According to the report, “Marijuana product names in the SQDC are mostly in English. This is odd in a government-run agency. This may be because these products come from outside the problems, but it’s unclear. It’s not just that some product names are pretty hilarious. They’re also in English. That’s a pretty odd choice, especially considering the SQDC is an arm of the provincial government of Quebec.”
It is unclear whether the use of English names on these products is legal, the choice is, however, an odd one. There are very strict rules for public signs set by theOffice Québécois de la langue française (OQLF) though there are a few exceptions. The rules state that products coming from outside the province may be advertised in French in certain circumstances. Names that are copyrighted may also remain in English.
It is, therefore, speculated that these factors might explain SQDC products and their English labels. However, it poses a big problem to non-English speakers in the province as the product names would be inaccessible to them. Something as simple and minor as names for marijuana should be changeable.
There are admittedly more important descriptors on the products than just the names, therefore hopefully, other more critical information on SQDC labels, like THC content, are in French could help the non-English speaking consumer in making a choice.
A statement from the OQLF on this situation would definitely go a long way to clear things up as it remains unclear what process labels in public retailers must undergo before approval.
The SQDC (Société québécoise du cannabis) are presently fully stocked and welcoming customers who have eagerly waited for ages to purchase marijuana legally from stores.
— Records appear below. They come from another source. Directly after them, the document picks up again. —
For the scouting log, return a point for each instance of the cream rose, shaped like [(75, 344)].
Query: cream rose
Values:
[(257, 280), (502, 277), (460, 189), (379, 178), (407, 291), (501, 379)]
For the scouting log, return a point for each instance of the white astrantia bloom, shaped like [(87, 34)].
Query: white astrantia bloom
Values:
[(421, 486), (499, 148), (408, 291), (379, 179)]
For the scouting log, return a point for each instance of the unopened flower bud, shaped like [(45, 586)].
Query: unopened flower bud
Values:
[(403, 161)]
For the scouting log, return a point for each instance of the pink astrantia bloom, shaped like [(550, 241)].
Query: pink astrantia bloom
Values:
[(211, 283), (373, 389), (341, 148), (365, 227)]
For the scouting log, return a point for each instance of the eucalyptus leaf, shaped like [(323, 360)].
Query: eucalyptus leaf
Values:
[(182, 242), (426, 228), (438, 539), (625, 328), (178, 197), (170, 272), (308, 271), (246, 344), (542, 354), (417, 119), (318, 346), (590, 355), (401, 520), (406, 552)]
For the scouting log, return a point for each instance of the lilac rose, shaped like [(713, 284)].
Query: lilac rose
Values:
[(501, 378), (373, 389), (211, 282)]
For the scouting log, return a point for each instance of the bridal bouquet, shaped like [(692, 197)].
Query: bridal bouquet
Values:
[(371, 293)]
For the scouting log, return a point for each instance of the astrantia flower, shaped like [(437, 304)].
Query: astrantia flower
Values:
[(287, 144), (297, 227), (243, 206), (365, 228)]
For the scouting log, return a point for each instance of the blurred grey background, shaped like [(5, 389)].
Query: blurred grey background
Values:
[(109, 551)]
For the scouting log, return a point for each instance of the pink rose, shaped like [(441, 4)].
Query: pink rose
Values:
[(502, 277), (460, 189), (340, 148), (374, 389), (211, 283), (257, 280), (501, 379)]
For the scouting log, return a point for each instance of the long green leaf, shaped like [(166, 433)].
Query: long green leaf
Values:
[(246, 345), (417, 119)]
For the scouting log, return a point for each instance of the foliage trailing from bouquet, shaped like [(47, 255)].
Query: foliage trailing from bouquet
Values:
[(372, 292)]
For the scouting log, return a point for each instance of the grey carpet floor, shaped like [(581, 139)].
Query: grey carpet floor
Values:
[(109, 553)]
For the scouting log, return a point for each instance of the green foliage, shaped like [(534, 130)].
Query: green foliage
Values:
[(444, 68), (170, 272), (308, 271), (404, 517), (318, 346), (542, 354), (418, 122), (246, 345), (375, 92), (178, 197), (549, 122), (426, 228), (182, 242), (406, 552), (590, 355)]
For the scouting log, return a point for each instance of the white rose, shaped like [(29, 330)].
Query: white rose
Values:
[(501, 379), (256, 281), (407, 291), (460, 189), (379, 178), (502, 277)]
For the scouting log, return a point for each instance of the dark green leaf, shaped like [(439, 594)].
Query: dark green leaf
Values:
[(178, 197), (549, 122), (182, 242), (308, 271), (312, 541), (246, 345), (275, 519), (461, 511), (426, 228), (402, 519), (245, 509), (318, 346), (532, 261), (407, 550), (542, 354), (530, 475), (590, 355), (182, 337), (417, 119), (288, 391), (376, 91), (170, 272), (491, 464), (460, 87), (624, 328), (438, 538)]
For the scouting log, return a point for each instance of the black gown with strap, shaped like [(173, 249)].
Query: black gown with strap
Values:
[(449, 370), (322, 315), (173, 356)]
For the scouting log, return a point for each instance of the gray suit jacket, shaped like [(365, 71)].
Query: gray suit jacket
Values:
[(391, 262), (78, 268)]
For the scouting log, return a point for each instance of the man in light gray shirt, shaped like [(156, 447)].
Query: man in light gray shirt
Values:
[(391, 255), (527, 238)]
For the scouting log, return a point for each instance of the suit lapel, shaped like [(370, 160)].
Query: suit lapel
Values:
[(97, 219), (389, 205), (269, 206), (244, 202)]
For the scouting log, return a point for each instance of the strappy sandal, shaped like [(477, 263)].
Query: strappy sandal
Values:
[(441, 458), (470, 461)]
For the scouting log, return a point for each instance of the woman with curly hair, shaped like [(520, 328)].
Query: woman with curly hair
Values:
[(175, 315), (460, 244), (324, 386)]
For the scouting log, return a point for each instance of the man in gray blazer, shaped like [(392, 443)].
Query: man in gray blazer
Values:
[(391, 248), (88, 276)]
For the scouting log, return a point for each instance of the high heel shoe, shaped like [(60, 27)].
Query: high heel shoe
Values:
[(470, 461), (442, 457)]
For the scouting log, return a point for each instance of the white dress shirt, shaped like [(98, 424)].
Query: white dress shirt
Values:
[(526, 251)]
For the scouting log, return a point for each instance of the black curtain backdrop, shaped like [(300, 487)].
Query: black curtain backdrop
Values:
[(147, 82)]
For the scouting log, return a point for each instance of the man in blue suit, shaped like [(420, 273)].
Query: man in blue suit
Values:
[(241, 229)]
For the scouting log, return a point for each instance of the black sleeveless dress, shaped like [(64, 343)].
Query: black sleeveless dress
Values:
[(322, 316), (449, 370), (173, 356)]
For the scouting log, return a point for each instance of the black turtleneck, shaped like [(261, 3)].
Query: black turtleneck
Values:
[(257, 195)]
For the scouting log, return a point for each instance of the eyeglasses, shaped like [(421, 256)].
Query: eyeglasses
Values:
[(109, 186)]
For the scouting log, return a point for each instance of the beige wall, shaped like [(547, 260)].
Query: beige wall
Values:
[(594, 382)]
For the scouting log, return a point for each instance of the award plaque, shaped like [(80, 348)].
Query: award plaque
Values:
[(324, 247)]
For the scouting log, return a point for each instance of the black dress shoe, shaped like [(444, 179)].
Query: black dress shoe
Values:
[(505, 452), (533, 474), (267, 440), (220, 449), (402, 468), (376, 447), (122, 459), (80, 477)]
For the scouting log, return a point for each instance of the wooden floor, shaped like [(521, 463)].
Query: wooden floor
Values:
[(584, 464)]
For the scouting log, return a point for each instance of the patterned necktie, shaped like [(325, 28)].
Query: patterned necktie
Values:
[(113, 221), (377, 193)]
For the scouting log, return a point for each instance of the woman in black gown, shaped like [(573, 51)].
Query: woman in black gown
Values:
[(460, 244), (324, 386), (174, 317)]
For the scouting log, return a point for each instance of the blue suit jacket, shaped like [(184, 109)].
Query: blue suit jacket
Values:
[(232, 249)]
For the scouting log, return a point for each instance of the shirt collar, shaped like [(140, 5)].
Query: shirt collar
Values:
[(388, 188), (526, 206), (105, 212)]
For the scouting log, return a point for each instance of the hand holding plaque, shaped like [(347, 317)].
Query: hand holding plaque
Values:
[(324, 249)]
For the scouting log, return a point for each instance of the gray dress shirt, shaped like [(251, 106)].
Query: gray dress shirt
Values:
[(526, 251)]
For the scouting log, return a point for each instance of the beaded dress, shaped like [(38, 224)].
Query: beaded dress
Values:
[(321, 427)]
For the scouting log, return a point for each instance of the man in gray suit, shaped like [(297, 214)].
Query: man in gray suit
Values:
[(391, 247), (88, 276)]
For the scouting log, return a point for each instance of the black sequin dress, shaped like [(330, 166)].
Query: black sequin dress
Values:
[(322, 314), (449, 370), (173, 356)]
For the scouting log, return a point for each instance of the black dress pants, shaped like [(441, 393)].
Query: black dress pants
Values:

Potential customers could have a glance at the menu in advance by looking online so that they can see the different types of marijuana available and the prices as types and prices vary.
At the moment, the average price seems to about $10 per gram, although some types cost only $8.50 per gram. There seem to be no discounts for making bulk purchases as Rockstar, for instance, costs $35.30 a for 3.5 grams and 15 grams costs $151.00.